От "Философии трагедии" до статьи о Чехове простирается время самых болезненных и громких криков Шестова. Затем крики слабеют, удары о стену становятся глуше по мере того, как Шестов все более настойчиво сомневается в правах разума на достоверное суждение о смысле мироздания. Он выбирает "непонятность" как "основной предикат бытия". Он обращает свое внимание на ненормальность, которая становится для него способом более глубинного познания тайн мира. "Эпилептики и сумасшедшие,-- пишет Шестов,-- может быть, знают такие вещи, о которых нормальные люди не имеют даже отдаленного предчувствия..." (6, 45). Шестов сравнивает нормального человека с крепко уснувшим, которого, чтобы разбудить, необходимо щипать, тормошить, щекотать и бить. Философия призвана быть побудчиком или, возможно, даже вирусом, вызывающим болезненное состояние. Шестов призывает терпеливо ждать событий: "40-градусной температуры, эпилептического припадка или чего-нибудь в таком роде, что облегчает трудную задачу искания..." (6, 48).
Ненормальность, болезнь, бред -- вот архимедов рычаг, с помощью которого Шестов хочет окончательно своротить ненавистную стену "законов природы". Он с энтузиазмом цитирует слова Свидригайлова: чем человек больше болен, тем и соприкосновений с другим миром больше, а "когда умрет совсем человек, то прямо и перейдет в другой мир". Пораженный логикой свидригайловского рассуждения, Шестов принимает его, не замечая, в какую ловушку попадает.
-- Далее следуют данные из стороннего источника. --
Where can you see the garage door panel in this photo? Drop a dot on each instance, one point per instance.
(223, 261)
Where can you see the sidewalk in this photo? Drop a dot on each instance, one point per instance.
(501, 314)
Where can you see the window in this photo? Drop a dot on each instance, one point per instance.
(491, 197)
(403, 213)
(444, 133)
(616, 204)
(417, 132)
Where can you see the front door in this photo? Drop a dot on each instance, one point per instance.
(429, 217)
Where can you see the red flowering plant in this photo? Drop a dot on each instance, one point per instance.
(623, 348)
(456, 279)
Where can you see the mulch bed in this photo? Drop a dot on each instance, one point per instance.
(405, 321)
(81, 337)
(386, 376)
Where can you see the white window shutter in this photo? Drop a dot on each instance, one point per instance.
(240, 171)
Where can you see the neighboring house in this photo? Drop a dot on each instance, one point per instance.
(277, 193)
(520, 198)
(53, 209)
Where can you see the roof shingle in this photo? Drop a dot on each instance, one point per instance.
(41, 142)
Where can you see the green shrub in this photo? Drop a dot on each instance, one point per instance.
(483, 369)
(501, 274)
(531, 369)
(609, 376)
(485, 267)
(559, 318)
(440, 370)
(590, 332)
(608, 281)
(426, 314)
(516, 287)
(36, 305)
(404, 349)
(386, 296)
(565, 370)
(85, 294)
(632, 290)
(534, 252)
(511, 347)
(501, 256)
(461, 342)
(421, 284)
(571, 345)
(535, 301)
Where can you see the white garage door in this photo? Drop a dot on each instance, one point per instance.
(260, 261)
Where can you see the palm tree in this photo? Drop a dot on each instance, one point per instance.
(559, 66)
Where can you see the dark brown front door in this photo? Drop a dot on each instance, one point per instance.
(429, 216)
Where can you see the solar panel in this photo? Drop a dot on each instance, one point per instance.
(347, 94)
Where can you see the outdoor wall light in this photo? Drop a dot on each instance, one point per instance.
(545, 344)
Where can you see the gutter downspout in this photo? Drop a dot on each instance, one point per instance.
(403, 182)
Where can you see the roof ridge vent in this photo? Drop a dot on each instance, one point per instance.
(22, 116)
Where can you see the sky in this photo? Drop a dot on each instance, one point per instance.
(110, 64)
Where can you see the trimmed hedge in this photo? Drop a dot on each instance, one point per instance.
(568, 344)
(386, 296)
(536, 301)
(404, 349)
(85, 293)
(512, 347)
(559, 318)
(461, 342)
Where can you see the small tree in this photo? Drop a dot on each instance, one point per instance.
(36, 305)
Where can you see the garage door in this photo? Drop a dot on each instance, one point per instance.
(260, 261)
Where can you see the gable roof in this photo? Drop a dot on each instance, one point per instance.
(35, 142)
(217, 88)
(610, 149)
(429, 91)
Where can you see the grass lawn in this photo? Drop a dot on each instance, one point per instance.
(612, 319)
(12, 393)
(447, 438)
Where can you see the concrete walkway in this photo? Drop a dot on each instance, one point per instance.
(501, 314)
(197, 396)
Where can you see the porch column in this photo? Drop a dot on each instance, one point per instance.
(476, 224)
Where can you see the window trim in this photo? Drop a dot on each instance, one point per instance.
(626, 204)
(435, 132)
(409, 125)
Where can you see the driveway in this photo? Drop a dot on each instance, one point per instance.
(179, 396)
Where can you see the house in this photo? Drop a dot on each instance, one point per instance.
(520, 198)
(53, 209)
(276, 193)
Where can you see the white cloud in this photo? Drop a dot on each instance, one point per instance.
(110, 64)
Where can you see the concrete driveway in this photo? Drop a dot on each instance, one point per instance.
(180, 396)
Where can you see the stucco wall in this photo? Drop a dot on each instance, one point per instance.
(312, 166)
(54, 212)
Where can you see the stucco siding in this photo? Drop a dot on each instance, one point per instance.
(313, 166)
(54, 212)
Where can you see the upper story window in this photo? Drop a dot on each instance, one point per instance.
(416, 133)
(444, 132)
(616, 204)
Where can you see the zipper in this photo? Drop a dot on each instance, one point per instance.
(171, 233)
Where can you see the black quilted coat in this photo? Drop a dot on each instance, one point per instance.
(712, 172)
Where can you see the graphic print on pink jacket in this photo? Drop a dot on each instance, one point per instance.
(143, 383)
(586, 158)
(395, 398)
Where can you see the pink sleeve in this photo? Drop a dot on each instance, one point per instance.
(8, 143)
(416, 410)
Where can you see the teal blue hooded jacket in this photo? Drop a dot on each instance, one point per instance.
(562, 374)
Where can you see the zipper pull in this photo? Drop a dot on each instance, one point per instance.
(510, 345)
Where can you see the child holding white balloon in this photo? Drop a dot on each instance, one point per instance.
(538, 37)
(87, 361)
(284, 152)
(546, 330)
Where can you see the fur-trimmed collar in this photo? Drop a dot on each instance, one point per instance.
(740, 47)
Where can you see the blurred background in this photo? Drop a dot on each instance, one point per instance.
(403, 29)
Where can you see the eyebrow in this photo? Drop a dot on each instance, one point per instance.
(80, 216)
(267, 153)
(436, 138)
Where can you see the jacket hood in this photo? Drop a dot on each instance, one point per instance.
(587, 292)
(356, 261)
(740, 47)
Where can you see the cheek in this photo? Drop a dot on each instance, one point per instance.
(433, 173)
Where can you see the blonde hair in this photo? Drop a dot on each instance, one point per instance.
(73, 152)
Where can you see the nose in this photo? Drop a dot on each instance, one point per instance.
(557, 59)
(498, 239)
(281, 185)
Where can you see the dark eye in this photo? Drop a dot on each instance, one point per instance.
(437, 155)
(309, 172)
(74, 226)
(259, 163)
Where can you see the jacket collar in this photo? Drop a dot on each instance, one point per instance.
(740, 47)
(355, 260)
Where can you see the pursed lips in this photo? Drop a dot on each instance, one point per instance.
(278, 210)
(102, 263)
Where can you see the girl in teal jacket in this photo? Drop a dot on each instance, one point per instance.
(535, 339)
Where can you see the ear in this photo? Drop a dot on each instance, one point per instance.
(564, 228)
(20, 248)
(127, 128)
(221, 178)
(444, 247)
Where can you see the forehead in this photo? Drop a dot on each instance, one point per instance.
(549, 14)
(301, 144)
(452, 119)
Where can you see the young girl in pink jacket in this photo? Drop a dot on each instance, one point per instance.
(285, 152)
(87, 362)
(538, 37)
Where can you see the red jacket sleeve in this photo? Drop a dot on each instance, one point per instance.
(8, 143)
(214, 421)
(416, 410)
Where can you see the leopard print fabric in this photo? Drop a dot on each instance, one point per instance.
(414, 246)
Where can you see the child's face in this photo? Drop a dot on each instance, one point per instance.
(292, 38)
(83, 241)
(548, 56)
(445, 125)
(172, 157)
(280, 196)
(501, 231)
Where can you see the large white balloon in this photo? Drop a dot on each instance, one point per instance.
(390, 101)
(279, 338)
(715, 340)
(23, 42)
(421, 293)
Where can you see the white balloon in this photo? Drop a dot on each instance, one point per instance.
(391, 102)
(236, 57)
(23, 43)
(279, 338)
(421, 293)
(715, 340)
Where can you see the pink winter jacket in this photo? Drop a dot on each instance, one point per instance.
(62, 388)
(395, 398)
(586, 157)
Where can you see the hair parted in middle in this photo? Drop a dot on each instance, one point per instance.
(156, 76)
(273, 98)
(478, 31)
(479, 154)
Дело в том, что ненормальность в своей соотнесенности с болезнью и смертью оказывается отказом не только от разума. "Другой мир", обеспечивающий спасение, познается через как можно большее удаление от жизни (в пределе: смерть), в результате чего спасение вместо первоначального примирения с жизнью, каким оно выступало в первой книге Шестова, обращается в разрыв с посюсторонней жизнью, и не случайно в поздних работах философ неоднократно цитирует слова Еврипида: "Кто знает, может быть, жить значит умереть, а умереть -- жить".
Такие настроения впервые появляются в статье 1908 года "Разрушающий и созидающий миры", написанной по поводу восьмидесятилетия Толстого. В ней Шестов останавливается на чудотворном "спасении" Пьера Безухова. Как известно, попав в плен к французам, Пьер стал свидетелем расстрела, которого сам он едва избежал. Характеризуя душевное состояние Пьера, Шестов приводит слова Толстого: "С той минуты, как Пьер увидел это страшное убийство... в душе его как будто вдруг выдернута была та пружина, на которой все держалось и представлялось живым, и все завалилось в кучу бессмысленного сора. В нем, хотя он и не отдавал себе отчета, уничтожилась вера и в благоустройство мира, и в человеческую, и в свою душу, и в Бога... Он чувствовал, что возвратиться к вере в жизнь -- не в его власти". Однако в ночь того же дня, когда Пьер находился на дне отчаяния, у него происходит знакомство и разговор с Платоном Каратаевым, и после этого разговора "Пьер долго не спал и с открытыми глазами лежал в темноте на своем месте, прислушиваясь к мерному храпенью Платона, лежавшего подле него, и чувствовал, что прежде разрушенный мир теперь с новою красотой, на каких-то новых и незыблемых основах, двигался в его душе". Метаморфозу, совершившуюся с Пьером в течение считанных часов, приведшую его "от крайнего отчаяния и совершенного, окончательного неверия в Бога, в мир и людей... к твердой, прочной, незыблемой вере в мир и Творца" (6, 93), Шестов готов сравнивать с чудом воскресения Лазаря.